Flora iniciou a discussão levantando uma pergunta crucial: “Qual é a política de inclusão para os trabalhadores diante desse processo de transformação tecnológica?”. A preocupação central reside na falta de uma política efetiva de inclusão, evidenciando que, na prática, os 65 mil novos empregos gerados não compensam os 85 mil que serão extintos. A questão, portanto, ressoa como um desafio para as lideranças e trabalhadores envolvidos nesse contexto.

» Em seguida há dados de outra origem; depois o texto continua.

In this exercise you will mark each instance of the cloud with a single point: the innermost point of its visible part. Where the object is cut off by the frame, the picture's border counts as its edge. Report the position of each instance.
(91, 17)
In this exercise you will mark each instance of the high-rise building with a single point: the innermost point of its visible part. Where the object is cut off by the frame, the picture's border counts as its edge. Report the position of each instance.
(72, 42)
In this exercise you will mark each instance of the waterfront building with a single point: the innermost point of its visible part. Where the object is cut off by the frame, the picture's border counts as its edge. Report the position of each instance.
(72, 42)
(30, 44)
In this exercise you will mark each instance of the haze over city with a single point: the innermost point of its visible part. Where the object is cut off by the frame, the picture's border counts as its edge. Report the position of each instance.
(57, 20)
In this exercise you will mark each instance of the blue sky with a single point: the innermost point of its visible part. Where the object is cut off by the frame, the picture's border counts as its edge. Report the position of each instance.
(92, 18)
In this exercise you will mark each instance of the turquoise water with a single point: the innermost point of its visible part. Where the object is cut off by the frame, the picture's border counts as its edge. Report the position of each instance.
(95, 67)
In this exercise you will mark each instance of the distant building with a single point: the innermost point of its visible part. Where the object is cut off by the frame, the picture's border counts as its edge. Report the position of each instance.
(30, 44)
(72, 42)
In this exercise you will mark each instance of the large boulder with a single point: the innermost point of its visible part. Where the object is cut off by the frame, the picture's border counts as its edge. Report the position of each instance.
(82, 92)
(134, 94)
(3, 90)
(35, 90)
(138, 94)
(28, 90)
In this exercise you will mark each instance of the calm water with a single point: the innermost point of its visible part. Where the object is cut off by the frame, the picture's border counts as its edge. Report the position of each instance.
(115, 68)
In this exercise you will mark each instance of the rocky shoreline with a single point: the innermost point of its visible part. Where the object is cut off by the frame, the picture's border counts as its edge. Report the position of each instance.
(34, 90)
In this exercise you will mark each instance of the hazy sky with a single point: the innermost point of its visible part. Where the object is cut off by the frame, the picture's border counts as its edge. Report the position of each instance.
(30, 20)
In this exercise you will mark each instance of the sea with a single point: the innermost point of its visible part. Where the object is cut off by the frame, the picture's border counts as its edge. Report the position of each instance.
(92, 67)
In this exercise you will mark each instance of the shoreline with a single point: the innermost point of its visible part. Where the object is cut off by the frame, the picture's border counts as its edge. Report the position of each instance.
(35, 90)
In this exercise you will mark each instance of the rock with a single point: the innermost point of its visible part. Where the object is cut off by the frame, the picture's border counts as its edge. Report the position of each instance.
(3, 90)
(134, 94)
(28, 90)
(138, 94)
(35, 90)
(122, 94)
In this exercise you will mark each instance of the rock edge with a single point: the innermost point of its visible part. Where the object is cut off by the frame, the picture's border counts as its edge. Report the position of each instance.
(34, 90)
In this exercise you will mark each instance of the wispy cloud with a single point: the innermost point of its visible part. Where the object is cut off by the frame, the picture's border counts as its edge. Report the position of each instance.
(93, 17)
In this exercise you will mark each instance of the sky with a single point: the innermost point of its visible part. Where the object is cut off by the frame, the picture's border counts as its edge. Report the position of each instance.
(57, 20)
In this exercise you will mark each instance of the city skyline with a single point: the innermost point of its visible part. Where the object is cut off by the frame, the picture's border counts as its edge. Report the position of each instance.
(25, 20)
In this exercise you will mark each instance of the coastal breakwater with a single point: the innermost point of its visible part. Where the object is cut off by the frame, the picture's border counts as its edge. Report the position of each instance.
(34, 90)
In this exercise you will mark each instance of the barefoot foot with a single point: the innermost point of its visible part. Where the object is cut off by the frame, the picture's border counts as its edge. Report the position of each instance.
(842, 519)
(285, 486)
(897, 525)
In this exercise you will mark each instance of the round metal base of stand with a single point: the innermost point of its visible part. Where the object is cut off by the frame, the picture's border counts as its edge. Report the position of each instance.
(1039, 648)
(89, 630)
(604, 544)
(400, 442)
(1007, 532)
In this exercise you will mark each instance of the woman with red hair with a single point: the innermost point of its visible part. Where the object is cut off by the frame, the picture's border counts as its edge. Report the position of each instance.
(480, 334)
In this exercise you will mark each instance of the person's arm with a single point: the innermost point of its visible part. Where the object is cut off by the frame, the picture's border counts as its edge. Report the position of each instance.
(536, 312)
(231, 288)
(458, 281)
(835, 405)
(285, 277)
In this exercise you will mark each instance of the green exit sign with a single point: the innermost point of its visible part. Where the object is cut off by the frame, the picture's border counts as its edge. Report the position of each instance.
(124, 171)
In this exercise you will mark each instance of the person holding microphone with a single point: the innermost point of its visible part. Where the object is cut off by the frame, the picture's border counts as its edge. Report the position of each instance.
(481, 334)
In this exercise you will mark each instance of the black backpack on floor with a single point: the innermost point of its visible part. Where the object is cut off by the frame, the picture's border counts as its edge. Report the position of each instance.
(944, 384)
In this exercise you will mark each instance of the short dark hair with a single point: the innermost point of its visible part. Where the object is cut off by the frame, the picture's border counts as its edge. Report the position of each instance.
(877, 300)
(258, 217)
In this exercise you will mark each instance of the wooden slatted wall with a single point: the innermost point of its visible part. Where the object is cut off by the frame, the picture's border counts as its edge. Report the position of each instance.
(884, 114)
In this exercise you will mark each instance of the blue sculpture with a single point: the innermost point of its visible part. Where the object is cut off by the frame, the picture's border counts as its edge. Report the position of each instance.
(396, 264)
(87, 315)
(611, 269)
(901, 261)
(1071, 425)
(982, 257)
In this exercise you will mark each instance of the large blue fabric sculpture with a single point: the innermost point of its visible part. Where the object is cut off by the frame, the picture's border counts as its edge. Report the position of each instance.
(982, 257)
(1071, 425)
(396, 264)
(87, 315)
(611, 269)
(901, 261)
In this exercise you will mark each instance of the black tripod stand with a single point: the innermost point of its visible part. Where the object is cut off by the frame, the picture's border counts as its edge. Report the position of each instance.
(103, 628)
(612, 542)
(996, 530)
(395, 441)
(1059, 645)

A sindicalista reiterou que a preocupação não é ser contrária às transformações tecnológicas, mas sim garantir que essas mudanças sejam acompanhadas por políticas inclusivas e estratégias que não deixem os trabalhadores à margem do processo. Flora destacou a importância das políticas públicas como um possível mecanismo de superação, apontando para a necessidade de iniciativas que promovam a educação, formação profissional e inovação.
Um exemplo concreto foi apresentado a partir da experiência na Bahia, onde a Agenda Bahia do Trabalho Decente tem desempenhado um papel inovador. Essa iniciativa estadual amplia os compromissos assumidos pelo governo federal no âmbito do trabalho decente, abordando questões essenciais em nove eixos prioritários. Entre eles, destacam-se a erradicação do trabalho escravo, combate ao trabalho infantil, segurança e saúde do trabalhador, igualdade de gênero e raça, além de juventude e empregos verdes.
Flora ressaltou que a Agenda Bahia do Trabalho Decente é construída de maneira quadripartite, envolvendo a participação ativa da justiça, trabalhadores, empregadores e outros setores, buscando promover o diálogo social. O modelo exitoso tem despertado interesse em replicar a iniciativa em outras regiões, como no Pará, com a proposta de criar a “Agenda Pará do Trabalho Decente”.
Diante das complexidades apresentadas pelo impacto das transformações tecnológicas, Flora enfatizou a importância de debater e implementar políticas que possam assegurar a inclusão, formação e proteção dos trabalhadores metalúrgicos diante dos desafios do novo cenário industrial.